Although we are STILL waiting to hear that we are “OFFICIALLY” approved and “WAITING”….. Erik dropped our Family Profiles off at our adoption agency today!! J I asked that he please “document” the special occasion.
He respected my wishes! How sweet. J
So this was clearly an exciting day! It was gorgeous out. It was sunny and 60 degrees! I mean, come on! Gorgeous! I woke up this morning very excited knowing that our profiles would be handed off to our agency and READY for birthmothers to look through them as soon as we’re “approved”. (Hurry up already!!) I had a productive work day and even worked with the windows open for most of the day. (One of my favorite things!)
After Erik dropped our books off he texted me the two pictures above. Tears immediately filled my eyes. I was so excited and emotional! I didn’t expect to cry! I called him and of course insisted on him giving me step by step details of “what happened” when he got there. Haha! Silly me. Erik’s response: “I gave them the books and they loved them.”
*Crickets*
I was like- - “I need more than that!! What’d they say?? Who was there?? Who’d you give the check to??” ETC…. haha! Bless him.
Later today, I went to Target to pick up a few things. I was strolling through the store when I heard a baby cry. Y’all- - - - this made me ACHE. Like an empty, hollow ache. It was the sweetest little cry. I literally hurt... From the inside out. I turned around to see a little bitty baby and a little bitty mommy holding her close. I smiled at her, fighting back tears. Of course the baby was adorable. (What baby isn’t?!)
Each step that I took felt slower than the last. My mind was starting to wander. My heart was filled with disappointment and grief. What in the world?! Earlier I was so excited to be a step closer to our child….. and in that very moment I was so discouraged and missing our child….. our child that we haven’t met yet. L
I’ve had an emotional day to say the least. Like I said- - the day started out GREAT! But tonight, here I am, crying over this keyboard mourning the fact that I am not a mother. *sigh*
Correction: I am not a mother... YET.
If I'm honest with myself, I think a lot of my hurt tonight is stemming from not knowing how much longer we'll have to wait to meet our child.... BUT..... I need to continue to strive to be more like the "good/noble wife" described in Proverbs 31....

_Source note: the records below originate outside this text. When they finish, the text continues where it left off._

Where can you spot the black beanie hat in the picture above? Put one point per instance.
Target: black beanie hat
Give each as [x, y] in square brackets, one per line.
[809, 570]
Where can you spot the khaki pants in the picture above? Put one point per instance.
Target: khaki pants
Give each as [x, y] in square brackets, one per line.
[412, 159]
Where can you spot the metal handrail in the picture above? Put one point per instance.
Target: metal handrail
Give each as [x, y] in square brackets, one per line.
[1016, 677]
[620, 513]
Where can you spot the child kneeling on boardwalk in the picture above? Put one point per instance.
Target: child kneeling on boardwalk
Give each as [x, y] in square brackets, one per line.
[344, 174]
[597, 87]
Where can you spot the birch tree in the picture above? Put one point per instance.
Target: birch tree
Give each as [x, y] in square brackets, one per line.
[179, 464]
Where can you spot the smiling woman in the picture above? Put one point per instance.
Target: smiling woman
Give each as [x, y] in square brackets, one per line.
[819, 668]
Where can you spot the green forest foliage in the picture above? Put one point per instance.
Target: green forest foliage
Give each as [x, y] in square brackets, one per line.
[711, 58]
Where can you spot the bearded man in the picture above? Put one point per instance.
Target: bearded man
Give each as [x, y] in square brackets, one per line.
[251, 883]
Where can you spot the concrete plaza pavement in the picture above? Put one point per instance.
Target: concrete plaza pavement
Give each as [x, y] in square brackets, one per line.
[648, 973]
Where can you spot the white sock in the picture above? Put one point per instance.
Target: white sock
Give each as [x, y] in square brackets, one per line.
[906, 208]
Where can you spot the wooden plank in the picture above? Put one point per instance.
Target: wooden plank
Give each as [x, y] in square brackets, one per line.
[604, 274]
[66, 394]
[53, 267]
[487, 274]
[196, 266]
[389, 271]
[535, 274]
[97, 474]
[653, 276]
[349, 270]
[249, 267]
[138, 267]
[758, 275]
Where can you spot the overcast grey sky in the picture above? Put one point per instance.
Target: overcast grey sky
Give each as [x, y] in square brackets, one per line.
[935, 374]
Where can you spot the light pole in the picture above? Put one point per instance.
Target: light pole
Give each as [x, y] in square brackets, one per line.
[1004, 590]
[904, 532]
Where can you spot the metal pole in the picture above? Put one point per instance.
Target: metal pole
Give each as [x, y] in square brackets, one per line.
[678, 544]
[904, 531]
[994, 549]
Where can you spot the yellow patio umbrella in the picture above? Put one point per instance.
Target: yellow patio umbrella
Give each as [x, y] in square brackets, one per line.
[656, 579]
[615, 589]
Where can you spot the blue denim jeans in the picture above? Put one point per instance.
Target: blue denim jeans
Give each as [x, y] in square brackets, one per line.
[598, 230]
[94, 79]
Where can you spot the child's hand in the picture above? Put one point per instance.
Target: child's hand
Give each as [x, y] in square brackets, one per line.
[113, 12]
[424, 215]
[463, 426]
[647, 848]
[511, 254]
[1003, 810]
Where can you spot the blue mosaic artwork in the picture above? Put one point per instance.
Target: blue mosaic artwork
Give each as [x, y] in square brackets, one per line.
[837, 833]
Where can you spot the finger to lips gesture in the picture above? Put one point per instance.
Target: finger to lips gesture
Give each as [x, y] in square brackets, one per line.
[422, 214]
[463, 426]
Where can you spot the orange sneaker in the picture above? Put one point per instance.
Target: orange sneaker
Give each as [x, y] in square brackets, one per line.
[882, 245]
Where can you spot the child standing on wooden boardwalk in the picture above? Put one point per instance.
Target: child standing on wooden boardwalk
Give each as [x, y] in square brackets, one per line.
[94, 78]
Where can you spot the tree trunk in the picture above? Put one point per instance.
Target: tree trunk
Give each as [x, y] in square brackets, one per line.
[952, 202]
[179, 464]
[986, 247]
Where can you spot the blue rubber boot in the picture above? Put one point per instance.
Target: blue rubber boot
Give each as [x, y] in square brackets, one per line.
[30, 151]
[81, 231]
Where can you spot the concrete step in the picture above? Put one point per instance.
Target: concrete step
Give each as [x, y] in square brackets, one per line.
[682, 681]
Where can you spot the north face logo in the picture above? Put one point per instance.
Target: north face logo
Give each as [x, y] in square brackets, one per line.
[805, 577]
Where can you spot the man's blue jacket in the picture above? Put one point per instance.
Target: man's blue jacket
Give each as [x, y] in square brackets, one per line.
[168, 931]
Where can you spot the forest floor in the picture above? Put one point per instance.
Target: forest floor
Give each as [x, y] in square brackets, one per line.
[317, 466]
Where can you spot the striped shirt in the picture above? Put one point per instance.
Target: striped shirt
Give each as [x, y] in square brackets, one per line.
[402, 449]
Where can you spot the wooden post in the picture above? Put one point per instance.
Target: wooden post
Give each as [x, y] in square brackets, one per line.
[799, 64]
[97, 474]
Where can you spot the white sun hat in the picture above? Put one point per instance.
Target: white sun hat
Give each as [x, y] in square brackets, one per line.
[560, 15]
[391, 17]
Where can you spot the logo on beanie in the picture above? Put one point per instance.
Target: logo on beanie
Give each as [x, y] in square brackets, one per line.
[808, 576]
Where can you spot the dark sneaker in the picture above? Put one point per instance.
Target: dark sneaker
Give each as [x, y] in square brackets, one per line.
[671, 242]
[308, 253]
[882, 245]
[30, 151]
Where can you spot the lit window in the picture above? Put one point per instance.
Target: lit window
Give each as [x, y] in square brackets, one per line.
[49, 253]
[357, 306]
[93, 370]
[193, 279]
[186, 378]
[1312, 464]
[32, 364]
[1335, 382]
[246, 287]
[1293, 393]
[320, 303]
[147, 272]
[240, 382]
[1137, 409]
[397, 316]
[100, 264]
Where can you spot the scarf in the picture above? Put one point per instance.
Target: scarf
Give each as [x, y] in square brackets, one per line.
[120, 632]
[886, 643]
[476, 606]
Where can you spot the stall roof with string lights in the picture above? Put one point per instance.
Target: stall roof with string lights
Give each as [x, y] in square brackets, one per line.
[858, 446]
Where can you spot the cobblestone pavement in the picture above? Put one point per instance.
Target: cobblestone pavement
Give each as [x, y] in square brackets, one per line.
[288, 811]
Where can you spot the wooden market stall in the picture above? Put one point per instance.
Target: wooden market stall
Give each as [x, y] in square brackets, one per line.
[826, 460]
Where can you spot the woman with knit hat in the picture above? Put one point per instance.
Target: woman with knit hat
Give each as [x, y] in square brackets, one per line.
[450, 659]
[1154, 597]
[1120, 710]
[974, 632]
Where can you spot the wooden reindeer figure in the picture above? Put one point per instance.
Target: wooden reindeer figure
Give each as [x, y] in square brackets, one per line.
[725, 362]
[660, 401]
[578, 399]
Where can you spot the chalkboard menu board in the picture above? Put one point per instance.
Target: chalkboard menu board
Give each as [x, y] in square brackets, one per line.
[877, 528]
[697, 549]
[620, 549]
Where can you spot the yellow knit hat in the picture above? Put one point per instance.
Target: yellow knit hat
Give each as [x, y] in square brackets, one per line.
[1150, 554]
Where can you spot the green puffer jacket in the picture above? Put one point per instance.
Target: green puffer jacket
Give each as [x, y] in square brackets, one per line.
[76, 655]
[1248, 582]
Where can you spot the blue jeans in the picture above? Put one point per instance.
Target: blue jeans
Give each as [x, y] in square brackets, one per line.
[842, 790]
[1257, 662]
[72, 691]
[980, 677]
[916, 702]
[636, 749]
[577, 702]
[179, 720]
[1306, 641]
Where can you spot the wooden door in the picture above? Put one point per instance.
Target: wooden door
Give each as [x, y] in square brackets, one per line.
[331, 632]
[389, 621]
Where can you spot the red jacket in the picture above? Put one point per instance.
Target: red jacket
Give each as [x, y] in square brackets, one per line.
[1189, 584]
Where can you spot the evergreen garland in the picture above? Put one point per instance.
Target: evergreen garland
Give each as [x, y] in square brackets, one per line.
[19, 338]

"She is clothed with strength and dignity, and she laughs without fear of the future." ~Proverbs 31:25 NLT
Here’s to hoping I get all my tears out tonight and have a POSITIVE day tomorrow! I am aching for our child. I love them so much already. How can you miss someone you’ve never met?! Well- - it’s possible, folks. And it stinks.
As always- - thanks for reading and for your support and encouragement. I love y’all.